Proseguono le indagini per diffamazione, con l’aggravante della discriminazione dell’odio razziale, per gli insulti social nei confronti di Liliana Segre. Il gip di Milano, Alberto Carboni, ha ordinato alla procura di andare avanti con le indagini e identificare con nuovi accertamenti i titolari di 86 account finiti al centro dell’inchiesta. Lo stesso giudice ha iscritto nove persone nel registro degli indagati, mentre per altri sette è stata disposta l’imputazione coatta. Nelle scorse settimane, la procura del capoluogo lombardo aveva chiesto l’archiviazione per diciassette persone, compreso Chef Rubio. Tra le nove persone iscritte oggi nel registro degli indagati c’è anche Nicola Barreca, che nel 2023 figurava come segretario cittadino della Lega a Reggio Calabria.

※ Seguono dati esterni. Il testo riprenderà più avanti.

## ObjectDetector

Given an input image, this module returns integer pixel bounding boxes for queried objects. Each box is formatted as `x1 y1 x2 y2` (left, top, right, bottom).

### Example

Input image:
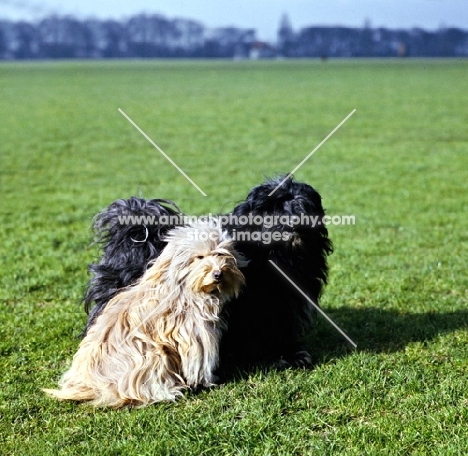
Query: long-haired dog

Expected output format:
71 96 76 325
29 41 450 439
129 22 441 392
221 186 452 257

Le indagini della procura di Milano

«Nel 90 per cento dei casi gli insulti che Segre riceve sono nazisti. È questo il punto, non sono insulti alla sua veneranda età o alle sue posizioni politiche, ma sono insulti nazisti», aveva spiegato l’avvocato Vincenzo Saponara, legale della senatrice a vita e sopravvissuta alla Shoah. Lo scorso gennaio, il pm aveva chiuso le indagini per la richiesta di rinvio a giudizio solo nei confronti di dodici persone, tra cui No vax e Pro Pal, anche residenti all’estero. L’accusa nei loro confronti era di diffamazione e minacce online, con l’aggravante della discriminazione dell’odio razziale. Oggi, il gip ha ordinato alla procura di andare avanti con le indagini e svolgere nuovi accertamenti su oltre ottanta account social.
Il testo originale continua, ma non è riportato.